Thursday, January 8, 2009

The End of an Era

I never thought I'd be a cheater. Loyalty is one of my strong suits and once someone becomes part of my life, I remain loyal to them for years, decades even. The fact that some of my current closest friends attended high school with me and that I married someone I met in fourth grade proves that I tend to keep people close to me for long periods of time. But next week that will change.

I've been in a relationship with a particular person since I was twelve years old. Twenty years is a long time to know someone. I don't see them very often (every other month or so), but they've watched me go from high school to college to teaching to parenting. And except for one minor incident in college (because don't we all go a little wild in college?), I've remained loyal to this person.
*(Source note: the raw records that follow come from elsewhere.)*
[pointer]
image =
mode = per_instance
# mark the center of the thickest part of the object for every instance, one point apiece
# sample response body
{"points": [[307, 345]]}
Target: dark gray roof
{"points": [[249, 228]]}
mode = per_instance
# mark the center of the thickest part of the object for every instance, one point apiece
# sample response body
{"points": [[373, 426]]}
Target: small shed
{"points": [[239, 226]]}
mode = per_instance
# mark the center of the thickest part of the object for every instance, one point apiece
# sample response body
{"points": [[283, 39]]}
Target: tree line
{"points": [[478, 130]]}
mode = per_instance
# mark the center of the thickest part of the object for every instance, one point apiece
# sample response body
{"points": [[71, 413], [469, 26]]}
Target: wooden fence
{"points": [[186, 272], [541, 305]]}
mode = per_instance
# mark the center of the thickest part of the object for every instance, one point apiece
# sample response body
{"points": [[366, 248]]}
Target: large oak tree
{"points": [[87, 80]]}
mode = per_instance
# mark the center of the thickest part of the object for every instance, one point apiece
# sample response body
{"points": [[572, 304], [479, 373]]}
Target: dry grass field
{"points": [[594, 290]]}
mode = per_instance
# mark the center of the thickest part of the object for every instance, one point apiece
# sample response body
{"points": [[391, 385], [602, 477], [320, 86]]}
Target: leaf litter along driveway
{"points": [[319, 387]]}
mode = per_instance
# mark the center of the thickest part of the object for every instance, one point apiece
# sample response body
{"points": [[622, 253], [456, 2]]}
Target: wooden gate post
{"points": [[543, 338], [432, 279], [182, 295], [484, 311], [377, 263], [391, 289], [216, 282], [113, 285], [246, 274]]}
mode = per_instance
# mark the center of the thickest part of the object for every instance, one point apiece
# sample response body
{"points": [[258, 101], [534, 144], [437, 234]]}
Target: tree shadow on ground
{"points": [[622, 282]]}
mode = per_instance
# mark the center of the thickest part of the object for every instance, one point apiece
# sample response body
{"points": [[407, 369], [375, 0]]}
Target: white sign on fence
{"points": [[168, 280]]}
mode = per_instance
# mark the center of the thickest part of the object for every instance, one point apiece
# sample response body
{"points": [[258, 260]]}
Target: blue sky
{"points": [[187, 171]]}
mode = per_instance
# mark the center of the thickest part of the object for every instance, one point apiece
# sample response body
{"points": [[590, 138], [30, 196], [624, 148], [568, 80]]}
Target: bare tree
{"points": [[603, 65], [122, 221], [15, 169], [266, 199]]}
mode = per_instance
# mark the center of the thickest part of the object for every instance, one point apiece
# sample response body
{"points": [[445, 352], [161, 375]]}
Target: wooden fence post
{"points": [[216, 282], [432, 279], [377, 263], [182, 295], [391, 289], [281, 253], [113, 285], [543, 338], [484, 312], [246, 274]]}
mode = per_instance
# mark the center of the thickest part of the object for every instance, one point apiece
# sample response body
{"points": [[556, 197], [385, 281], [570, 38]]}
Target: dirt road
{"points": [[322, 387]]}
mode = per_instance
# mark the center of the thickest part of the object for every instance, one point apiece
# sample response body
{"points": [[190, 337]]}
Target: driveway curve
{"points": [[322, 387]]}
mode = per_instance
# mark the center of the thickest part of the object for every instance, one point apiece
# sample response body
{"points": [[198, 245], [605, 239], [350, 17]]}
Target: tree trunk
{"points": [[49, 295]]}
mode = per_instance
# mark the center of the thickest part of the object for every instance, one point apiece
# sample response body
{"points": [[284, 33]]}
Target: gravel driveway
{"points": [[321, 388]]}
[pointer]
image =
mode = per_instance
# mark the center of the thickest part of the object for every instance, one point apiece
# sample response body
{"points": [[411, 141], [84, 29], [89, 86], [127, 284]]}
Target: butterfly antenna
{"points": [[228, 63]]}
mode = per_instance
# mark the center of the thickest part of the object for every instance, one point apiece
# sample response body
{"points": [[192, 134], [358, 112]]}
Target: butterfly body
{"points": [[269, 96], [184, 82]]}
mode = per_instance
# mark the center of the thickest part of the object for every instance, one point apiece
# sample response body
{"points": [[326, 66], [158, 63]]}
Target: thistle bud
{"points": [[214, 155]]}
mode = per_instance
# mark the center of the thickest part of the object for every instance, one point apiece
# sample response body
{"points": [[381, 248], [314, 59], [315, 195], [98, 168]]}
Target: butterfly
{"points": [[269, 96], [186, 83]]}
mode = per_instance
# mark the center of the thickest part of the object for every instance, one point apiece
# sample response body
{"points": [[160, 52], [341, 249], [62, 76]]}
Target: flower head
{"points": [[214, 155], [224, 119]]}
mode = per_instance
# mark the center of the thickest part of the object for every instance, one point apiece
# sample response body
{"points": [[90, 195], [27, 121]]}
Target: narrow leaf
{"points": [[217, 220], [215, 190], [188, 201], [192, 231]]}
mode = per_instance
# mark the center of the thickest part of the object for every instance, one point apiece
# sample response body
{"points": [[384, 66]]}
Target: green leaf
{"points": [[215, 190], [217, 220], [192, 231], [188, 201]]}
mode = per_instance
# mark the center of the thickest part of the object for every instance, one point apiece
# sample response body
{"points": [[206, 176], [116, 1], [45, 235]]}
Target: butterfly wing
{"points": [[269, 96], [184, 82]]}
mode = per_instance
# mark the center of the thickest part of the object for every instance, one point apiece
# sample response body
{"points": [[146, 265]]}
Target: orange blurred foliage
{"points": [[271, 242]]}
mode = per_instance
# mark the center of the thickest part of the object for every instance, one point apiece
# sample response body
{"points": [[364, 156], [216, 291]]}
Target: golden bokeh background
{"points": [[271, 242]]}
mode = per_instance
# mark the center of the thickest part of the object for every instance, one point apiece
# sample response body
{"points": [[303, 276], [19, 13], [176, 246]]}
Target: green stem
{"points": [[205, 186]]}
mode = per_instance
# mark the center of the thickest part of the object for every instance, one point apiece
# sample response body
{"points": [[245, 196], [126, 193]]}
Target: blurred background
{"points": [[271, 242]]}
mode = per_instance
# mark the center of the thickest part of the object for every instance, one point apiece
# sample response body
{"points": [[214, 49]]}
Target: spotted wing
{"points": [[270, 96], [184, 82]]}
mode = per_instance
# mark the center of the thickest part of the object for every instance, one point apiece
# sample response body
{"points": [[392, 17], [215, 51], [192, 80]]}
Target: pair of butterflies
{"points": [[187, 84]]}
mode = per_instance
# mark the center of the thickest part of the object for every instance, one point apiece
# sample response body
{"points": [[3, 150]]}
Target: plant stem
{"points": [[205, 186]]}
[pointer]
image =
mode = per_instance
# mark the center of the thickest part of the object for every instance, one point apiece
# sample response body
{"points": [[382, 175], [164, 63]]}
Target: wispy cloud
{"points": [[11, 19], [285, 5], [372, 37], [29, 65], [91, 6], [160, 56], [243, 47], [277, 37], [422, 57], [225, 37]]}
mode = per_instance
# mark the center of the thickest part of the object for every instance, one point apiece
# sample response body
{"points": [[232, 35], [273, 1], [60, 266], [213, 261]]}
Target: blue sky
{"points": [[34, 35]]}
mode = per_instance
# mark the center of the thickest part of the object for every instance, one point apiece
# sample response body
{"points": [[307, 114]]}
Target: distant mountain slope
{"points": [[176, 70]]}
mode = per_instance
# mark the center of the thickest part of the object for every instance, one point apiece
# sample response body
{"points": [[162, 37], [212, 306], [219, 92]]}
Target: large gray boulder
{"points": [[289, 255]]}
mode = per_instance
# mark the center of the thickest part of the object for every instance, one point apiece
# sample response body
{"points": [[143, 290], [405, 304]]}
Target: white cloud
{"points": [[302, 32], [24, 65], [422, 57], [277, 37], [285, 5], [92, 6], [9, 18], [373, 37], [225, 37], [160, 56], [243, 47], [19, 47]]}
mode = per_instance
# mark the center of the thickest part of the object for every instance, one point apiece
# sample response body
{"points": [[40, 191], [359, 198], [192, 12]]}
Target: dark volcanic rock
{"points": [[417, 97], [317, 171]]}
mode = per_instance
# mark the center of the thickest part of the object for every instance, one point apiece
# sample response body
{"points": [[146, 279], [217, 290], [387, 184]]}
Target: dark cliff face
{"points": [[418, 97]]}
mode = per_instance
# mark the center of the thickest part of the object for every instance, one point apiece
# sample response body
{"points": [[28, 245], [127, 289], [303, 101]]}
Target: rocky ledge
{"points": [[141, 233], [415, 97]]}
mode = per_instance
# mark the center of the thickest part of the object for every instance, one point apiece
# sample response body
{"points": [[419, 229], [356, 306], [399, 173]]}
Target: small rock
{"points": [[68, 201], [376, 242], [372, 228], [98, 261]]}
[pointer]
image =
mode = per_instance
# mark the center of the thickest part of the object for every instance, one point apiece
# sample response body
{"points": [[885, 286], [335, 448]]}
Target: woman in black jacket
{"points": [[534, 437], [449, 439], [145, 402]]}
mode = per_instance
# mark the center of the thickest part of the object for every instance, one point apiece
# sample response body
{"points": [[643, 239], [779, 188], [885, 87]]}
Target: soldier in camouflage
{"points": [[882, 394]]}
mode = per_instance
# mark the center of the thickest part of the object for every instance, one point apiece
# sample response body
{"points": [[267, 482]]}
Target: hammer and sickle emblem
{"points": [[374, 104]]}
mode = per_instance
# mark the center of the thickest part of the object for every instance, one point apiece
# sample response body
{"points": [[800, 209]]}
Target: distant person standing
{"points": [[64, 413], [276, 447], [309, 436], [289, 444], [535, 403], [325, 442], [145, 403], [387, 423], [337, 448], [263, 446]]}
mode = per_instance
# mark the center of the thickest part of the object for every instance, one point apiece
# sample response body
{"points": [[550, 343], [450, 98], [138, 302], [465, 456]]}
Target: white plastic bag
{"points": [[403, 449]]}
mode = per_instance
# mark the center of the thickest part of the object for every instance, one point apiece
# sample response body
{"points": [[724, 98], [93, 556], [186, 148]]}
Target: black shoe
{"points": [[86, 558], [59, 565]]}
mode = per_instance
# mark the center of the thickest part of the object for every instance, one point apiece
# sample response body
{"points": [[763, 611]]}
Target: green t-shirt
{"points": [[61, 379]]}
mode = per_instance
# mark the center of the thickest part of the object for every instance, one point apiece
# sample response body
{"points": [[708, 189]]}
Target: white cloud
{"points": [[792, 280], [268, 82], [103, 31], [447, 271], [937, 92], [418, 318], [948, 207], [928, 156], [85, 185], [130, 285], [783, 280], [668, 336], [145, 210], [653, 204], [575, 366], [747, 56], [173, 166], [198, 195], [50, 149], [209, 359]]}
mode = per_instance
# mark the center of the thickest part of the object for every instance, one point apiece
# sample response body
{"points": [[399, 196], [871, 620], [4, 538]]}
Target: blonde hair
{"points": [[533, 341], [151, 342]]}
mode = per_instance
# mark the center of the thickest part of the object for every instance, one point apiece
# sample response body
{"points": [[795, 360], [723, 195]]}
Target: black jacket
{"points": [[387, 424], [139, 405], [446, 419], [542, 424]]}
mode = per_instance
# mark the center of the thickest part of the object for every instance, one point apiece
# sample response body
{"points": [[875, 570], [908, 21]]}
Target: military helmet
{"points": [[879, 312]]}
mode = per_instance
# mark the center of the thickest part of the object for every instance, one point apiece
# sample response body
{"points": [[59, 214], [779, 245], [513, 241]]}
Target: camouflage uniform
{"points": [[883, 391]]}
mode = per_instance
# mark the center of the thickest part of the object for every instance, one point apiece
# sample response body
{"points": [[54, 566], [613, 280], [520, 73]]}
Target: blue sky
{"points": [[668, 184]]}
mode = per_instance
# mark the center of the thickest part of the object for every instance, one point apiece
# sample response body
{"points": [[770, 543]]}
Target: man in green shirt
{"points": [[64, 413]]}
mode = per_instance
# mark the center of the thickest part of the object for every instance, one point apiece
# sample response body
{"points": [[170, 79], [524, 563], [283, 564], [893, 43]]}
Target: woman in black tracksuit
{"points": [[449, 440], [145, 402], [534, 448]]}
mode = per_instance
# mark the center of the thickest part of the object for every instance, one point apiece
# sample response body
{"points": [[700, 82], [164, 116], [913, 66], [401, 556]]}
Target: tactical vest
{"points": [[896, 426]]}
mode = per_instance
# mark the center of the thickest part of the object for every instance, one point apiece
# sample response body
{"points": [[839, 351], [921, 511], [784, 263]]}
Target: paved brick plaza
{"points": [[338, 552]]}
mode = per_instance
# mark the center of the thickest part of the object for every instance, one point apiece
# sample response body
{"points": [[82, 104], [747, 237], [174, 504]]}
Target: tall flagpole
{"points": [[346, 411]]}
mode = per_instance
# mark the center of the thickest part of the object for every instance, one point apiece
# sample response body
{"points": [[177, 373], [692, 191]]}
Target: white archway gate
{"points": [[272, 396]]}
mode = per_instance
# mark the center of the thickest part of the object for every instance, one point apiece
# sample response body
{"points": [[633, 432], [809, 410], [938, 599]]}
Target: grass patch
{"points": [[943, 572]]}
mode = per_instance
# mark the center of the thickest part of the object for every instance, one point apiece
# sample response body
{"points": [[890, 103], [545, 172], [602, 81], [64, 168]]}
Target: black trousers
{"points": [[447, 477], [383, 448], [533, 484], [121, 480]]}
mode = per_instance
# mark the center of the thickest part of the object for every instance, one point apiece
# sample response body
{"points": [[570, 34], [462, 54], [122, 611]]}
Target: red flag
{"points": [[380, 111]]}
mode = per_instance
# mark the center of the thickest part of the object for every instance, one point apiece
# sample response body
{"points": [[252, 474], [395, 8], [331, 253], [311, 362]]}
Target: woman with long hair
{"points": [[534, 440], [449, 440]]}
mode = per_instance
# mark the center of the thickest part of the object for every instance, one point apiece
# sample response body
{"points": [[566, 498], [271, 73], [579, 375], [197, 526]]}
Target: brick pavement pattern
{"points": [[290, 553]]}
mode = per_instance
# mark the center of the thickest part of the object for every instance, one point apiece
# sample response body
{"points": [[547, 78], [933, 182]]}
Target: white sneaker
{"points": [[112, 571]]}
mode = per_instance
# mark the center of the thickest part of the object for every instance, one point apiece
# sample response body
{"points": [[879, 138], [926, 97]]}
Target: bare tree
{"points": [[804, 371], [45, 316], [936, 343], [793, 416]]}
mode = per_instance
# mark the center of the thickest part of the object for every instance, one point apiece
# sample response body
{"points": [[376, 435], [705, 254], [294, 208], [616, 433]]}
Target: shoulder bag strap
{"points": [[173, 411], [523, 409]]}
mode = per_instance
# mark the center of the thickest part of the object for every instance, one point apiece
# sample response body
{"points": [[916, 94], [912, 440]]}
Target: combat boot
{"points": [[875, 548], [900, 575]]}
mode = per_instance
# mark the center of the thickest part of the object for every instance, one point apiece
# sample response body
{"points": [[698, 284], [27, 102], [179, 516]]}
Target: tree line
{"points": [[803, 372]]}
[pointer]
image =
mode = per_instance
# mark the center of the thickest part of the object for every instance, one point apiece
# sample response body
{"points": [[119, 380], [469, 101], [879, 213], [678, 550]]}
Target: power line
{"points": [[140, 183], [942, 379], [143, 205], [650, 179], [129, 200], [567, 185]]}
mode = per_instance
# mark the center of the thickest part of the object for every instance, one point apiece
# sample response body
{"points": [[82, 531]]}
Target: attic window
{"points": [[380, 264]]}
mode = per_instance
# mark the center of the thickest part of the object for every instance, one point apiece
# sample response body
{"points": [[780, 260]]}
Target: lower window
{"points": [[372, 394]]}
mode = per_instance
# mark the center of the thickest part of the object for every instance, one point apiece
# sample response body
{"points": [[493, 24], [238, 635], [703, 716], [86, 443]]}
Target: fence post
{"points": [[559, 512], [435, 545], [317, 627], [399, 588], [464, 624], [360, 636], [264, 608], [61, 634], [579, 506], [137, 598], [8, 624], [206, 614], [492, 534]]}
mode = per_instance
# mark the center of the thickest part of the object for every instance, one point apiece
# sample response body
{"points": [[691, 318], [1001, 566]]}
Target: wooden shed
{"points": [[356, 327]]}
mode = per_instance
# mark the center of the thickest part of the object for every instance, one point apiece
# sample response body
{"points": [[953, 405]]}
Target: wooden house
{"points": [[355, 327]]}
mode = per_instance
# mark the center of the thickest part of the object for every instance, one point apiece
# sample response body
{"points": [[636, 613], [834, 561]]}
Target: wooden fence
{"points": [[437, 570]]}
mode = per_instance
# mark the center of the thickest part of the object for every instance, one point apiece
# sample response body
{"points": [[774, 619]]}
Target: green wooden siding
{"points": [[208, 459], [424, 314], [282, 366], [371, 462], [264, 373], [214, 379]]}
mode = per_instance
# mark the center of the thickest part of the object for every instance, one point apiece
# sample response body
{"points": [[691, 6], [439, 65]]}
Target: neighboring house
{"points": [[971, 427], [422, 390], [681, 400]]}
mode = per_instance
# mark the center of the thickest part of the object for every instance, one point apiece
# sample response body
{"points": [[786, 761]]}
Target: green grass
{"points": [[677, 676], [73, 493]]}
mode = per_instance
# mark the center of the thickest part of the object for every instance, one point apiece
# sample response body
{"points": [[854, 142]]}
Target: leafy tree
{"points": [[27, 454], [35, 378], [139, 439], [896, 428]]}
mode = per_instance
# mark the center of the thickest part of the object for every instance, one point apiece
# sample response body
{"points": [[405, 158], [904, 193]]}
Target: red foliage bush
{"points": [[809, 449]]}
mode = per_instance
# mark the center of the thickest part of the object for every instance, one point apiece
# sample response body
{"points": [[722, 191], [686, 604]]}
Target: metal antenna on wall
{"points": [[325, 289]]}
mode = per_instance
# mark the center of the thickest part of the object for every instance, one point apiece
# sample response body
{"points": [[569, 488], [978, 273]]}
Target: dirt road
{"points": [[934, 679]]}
But, next Tuesday I will be cheating on this person. Actually, I'm breaking up with this person and I feel terrible about it, especially since they don't know that I'm abandoning our relationship. However, the distance between us has increased and we've just grown apart.

Yes, folks, next week I'm going to be cheating on my hairdresser.

I think she knows my hair better than I do and cuts it exactly how I ask for it to be cut every single time. And she knows me so well that she can predict when I'm going to march in and say, "Cut it all off!" She fixed my hair for prom. She fixed the bad haircut I got when I cheated on her while in college. She got up early and fixed my hair for my 11 am wedding for free. (Don't worry, she was well tipped) After Sydney was born, she called my mom to check on me. She gave both Sydney and Liam their first haircuts. I love her.

But now that we live in The Land of Fruit, her salon is 40 miles away (remember - Houston is a very spread out city) and I just can't make the drive anymore. It takes an hour to get there and an hour to get back, I have to pay $7 in tolls, use half a tank of gas and I have to find sitters for the kids for that time. It's just too much.